“It is not within the moral authority of those who did not directly take part [in Nazi experiments on humans] to ask forgiveness for unforgivable crimes on behalf of others.” Writing in the weekly newspaper Die Zeit, Hubert Markl, president of the Max Planck Society (MPS), puts his finger on a quandary that continues to deeply trouble many in the German scientific community: how should the postwar generation of scientists deal with the crimes committed in the name of medical research during the Third Reich?

Most scientists seem to agree that formal apologies to surviving victims of the experiments is in order, and long overdue. In the first decades after the war a conspiracy of silence reigned over the role of scientists supported by the Kaiser Wilhelm Society (KWS, the forerunner of the MPS) and the Deutsche Forschungsgemeinschaft (DFG) in such experiments. Silence was important to the scientists who moved into key positions in the postwar scientific community. It was broken in the 1980s when academics such as geneticist Benno Muller-Hill published evidence linking scientists who continued to head research institutes after the war to these crimes.

Pressure on the MPS and the DFG to apologize to the survivors of such experiments while they are still alive has increased, particularly since the 55th anniversary of the freeing from Auschwitz a few weeks ago. Many academics argue that Willy Brandt was prepared to kneel at the Warsaw ghetto 30 years ago and ask forgiveness for the crimes against Jews committed by Germans during the Third Reich (indeed, German president Johannes Rau only last week apologized in the Israeli parliament): surely representatives of research organizations should be prepared to do the same?

Apology too easy

However, what is generally accepted as appropriate action for Brandt, elected chancellor of a nation whose majority had lived through the war, appears not to be a simple matter to the war babies who now run German research organizations. Markl argues that apology is too easy and gives more to those who apologize — in particular an easing of conscience — than to those asked to accept the apology.

Markl's views have not brought him popularity in a society that struggles with the concept of collective guilt. But his reasons for holding back are based on a morality that has been well thought through, resists emotional pressure and detachedly considers the position of those who are not personally responsible and of those, still alive, who suffered.

The crimes committed are too great to allow forgiveness, he argues. Baby-boomers should not trivialize them by seeking forgiveness on behalf of others now dead, who, for all we know, might not even regret what they did. Apologies are not useful to the victims. More important is an explicit portrayal of what happened. At Markl's behest, the MPS recently launched a five-year research programme, run by science historians who are completely independent of the MPS, into the history of the KWS during the Third Reich. Markl, who says that this should have happened years ago, wants to wait for the results of the programme before deciding if an apology is due, or helpful.

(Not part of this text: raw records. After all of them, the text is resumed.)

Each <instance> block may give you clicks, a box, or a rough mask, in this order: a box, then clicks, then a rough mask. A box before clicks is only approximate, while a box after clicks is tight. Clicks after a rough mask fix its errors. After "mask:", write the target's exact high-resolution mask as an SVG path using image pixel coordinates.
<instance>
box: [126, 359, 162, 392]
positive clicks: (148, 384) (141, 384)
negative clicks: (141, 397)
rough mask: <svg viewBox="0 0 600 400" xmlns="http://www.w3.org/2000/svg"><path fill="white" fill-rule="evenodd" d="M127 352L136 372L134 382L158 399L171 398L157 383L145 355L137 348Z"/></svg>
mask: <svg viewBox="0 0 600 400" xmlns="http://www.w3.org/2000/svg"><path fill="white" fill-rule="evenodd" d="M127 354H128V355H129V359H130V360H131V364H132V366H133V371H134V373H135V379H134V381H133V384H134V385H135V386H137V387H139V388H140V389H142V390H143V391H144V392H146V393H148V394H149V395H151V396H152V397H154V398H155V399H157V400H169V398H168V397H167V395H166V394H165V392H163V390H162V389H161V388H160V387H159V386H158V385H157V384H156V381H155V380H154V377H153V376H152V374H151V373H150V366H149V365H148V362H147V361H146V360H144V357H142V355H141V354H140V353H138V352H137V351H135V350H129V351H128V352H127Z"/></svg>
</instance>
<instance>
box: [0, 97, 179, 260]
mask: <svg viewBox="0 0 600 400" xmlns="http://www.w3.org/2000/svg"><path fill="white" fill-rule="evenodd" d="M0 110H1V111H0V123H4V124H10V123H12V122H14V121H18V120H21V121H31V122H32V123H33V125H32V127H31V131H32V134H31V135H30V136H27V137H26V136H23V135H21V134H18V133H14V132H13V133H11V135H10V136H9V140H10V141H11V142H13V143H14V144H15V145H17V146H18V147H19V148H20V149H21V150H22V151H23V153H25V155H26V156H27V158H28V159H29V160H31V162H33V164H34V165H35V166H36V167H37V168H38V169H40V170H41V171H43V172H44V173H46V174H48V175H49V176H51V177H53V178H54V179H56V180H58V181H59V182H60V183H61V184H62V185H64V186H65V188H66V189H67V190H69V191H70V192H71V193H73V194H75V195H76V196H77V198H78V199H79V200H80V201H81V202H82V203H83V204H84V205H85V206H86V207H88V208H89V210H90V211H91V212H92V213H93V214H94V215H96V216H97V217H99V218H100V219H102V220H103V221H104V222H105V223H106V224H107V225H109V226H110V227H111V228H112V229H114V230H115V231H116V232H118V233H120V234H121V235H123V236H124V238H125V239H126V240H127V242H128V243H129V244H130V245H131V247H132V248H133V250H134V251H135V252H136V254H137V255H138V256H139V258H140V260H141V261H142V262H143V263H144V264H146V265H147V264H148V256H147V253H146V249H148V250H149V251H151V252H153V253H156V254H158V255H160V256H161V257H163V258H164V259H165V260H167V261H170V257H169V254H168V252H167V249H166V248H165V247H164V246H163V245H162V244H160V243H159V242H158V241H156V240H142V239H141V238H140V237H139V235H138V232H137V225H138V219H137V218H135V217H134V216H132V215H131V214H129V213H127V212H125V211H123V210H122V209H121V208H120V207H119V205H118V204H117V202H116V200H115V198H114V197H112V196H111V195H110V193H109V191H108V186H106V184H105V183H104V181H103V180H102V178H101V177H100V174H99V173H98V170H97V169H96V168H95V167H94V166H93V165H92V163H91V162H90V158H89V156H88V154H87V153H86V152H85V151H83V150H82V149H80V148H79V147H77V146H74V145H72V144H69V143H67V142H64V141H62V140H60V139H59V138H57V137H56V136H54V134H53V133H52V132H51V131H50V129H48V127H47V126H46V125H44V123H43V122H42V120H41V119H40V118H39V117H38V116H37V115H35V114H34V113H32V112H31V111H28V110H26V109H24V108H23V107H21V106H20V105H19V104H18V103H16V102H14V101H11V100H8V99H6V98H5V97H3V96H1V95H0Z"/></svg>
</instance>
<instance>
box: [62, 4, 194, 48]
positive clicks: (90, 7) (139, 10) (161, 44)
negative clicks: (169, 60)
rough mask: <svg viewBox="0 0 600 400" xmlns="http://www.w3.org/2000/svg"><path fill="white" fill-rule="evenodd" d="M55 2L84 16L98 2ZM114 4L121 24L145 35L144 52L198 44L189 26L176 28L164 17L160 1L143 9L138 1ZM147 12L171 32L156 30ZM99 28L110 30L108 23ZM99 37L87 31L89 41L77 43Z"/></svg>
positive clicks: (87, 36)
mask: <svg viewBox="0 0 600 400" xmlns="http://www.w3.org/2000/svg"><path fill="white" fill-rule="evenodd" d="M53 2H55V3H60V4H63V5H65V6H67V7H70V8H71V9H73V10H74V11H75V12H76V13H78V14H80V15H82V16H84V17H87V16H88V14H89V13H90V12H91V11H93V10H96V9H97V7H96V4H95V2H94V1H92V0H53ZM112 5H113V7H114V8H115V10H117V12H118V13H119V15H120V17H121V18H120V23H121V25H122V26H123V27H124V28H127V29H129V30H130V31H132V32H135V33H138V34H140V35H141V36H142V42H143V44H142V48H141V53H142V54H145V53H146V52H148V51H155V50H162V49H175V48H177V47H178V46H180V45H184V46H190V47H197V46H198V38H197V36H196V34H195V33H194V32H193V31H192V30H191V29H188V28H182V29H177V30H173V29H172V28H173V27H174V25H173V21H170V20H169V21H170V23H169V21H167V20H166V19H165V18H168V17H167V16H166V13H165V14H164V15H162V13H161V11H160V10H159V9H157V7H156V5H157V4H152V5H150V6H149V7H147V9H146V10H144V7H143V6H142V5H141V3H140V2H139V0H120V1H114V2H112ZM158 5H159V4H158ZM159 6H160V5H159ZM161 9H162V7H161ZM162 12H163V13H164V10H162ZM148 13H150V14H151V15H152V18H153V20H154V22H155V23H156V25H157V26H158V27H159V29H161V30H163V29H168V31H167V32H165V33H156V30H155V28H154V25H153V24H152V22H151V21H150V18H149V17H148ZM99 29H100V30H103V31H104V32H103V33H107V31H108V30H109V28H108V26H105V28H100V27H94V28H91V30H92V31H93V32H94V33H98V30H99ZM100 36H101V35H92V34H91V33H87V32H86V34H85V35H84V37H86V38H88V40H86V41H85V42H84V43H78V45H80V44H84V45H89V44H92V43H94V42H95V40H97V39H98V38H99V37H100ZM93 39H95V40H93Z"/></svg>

Markl is alone among the heads of Germany's main research organizations in his stand against apology. His position angers some who see a moral duty to apologize, and bemuses others who know that it may be easy, and even self-serving, to apologize, but feel that it cannot be intrinsically wrong, and at least nothing would be lost. But his arguments are generally sound.

Consult survivors

Nevertheless, the scientific community's appropriate sensitivity to the crimes of its predecessors cannot appear to be ignored. That could lead to accusations that the MPS is in effect perpetuating a conspiracy that protected KWS scientists who continued their research careers with the MPS after the war — exactly what Markl wanted to avoid by making the research group independent, and well-resourced.

Moreover, Markl appears to confuse his own arguments by not separating the issue of apology from the work of this independent research group. There is already sufficient evidence for the shameful involvement of KWS scientists in Nazi experiments, and even 50 years of research will not provide a comprehensive and definitive picture of what happened.

Ernst-Ludwig Winnacker, president of the DFG, has suggested a different way around the conundrum. The DFG is continuing to investigate its own role in funding research that supported Nazi policies. Winnacker believes that there is already enough evidence to warrant an apology from the DFG before investigations are complete. But, like Markl, he also wonders if an apology would be helpful. His solution is to contact survivors and ask them if they want an apology. After all, he says, survivors should not be used as victims again, to return to grace organizations whose fate may not interest them.

A mistake that both Markl and Winnacker — indeed, the whole community — could be making is to focus the debate so strongly on apology. Apology misguidedly associates the postwar generation directly with the activities of its predecessor. An expression of a sense of shame would be less of a hollow gesture, as it is a meaningful act to acknowledge and explicitly react to a horrific aspect of one's scientific heritage. The real issue, however, is that of their public recognition and condemnation of actions by scientists against Jews and other outcast groups and populations. Apologies may be due, rather, for the MPS's and DFG's ignoring of the issue until quite recently.

Were Markl and Winnacker publicly to issue to survivors statements of recognition and condemnation, they would demonstrate the total lack of acceptance by today's German scientific community of exploitation of humans in scientific experiments. It might also grant peace of mind to those in the scientific community haunted by the acts of a previous generation.